Washington

Sequence suspicions: questions remain over when genomic data should be patentable. Credit: CHRIS KNAPTON/SCIENCE PHOTO LIBRARY

Sharp differences have emerged between the US National Institutes of Health (NIH) and the Patent and Trademark Office (USPTO) over gene patenting. The disagreement centres on whether a patent should be granted on a genomic sequence of unknown function merely because it is similar to a separate sequence whose function is already understood.

USPTO officials argue that patents should be granted on such a ‘homologous’ sequence if the two sequences are sufficiently similar to make it likely that the biological function of the product of the new sequence can be predicted with a high degree of confidence. But NIH officials, backed by groups such as the Association of American Medical Colleges (AAMC), are challenging this interpretation.

Although such logic may be applicable to products such as chemical compounds — where two compounds with a similar structure can reasonably be expected to have similar properties — NIH officials argue that a difference in a single base pair in a gene sequence can have important functional implications.

The USPTO is currently revising its rules for awarding gene patents to apply stricter criteria in judging whether an invention can be considered genuinely useful (see Nature 403, 3; 2000).
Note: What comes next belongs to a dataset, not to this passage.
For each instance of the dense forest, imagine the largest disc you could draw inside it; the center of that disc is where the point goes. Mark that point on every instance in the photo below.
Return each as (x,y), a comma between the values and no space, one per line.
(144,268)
Most of the changes, released in draft form just before Christmas, have been widely welcomed. They would, for example, mean that it was no longer possible to describe the utility of an expressed sequence tag as being merely to ‘fish’ for genes of unknown function.
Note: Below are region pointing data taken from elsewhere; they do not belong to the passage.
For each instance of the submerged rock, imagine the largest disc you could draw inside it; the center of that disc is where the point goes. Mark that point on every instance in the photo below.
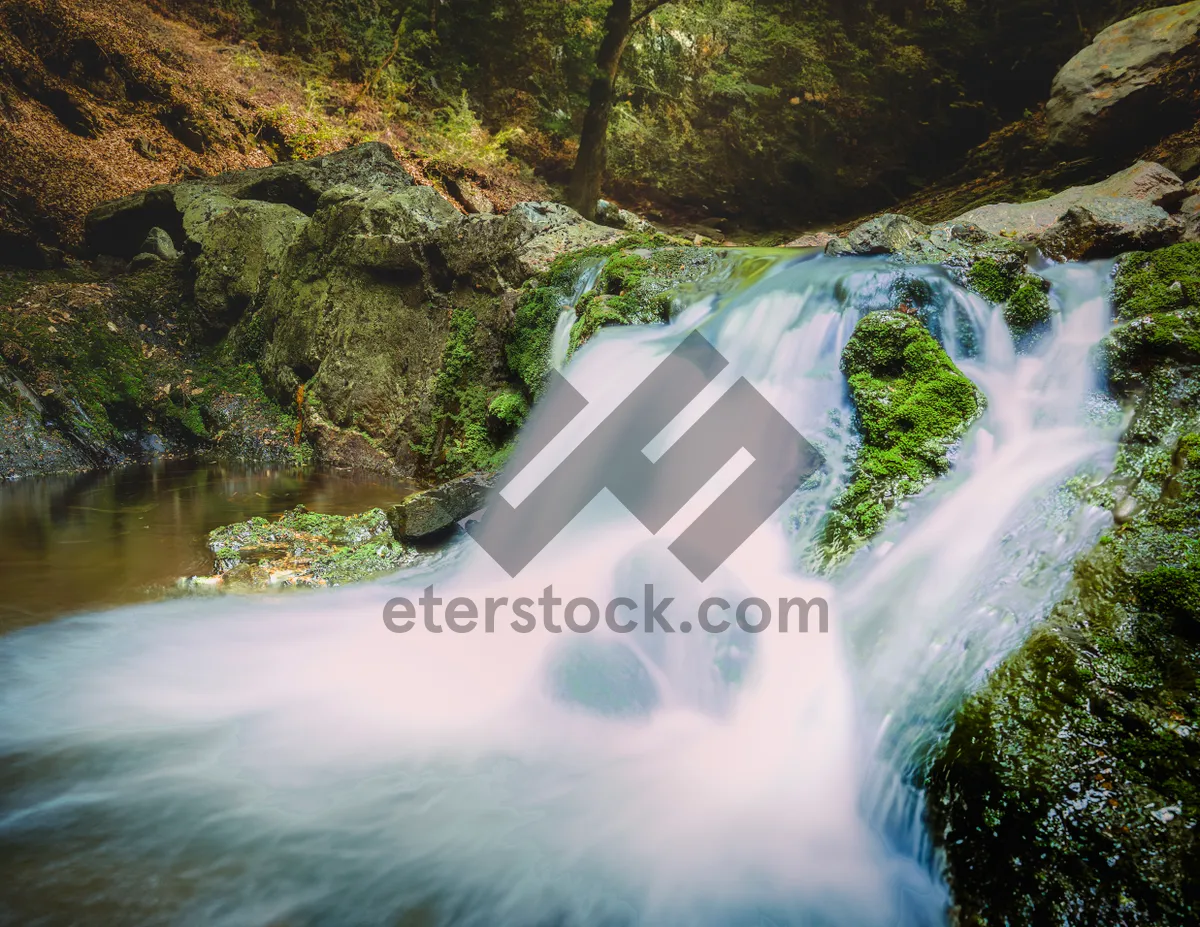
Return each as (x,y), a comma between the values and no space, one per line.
(303,548)
(370,305)
(887,234)
(1027,222)
(637,282)
(911,407)
(1157,301)
(1133,79)
(1109,226)
(425,515)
But the proposals on sequence homology have drawn criticism. In its comments on the draft, for example, the AAMC argues that researchers can often use automated programs to ‘guess’ the identity and function of a protein encoded by a gene based on the similarity of a fragment to other known genes. “Such suppositions of utility are technology driven, and require little scientific insight or creativity,” writes AAMC president Jordan J. Cohen.

The biotech industry appears divided on the homology proposal. While some genomics companies would continue to benefit from the granting of patents based primarily on homology — as was the case recently, for example, when Human Genome Sciences was issued a patent on the CCR5 chemokine receptor later found to be the key receptor for HIV (see Nature 404, 322; 2000) — others apparently feel that it could stifle innovation in the field.

But the NIH is unequivocal in its comments. Jack Spiegel, director of the NIH's division of technology transfer and development, argues that it is extremely difficult to make an accurate prediction of the biological function of a protein solely on the basis of the similarity of its sequence to another one.

“Minor changes in the nucleotide or amino acid sequences of […] molecules may produce profound changes in biological activity,” writes Spiegel, adding that “homology in an unpredictable art cannot, by itself, provide a specific utility”.

The National Advisory Council for Human Genome Research puts it even more bluntly: “Finding partial sequence similarity is an obvious and non-inventive step.” Other critics point out that, if patents are granted based solely on homology, the patent holders will have little incentive to continue to a full characterization of the gene product — but could claim the rights to the results of other researchers who later did this.

It remains to be seen how far the USPTO takes on board such criticisms. Although the new guidelines are already being implemented in judging patent applications, a final version will be published within a few months. The USPTO says it is not anticipating “major changes” from the current draft.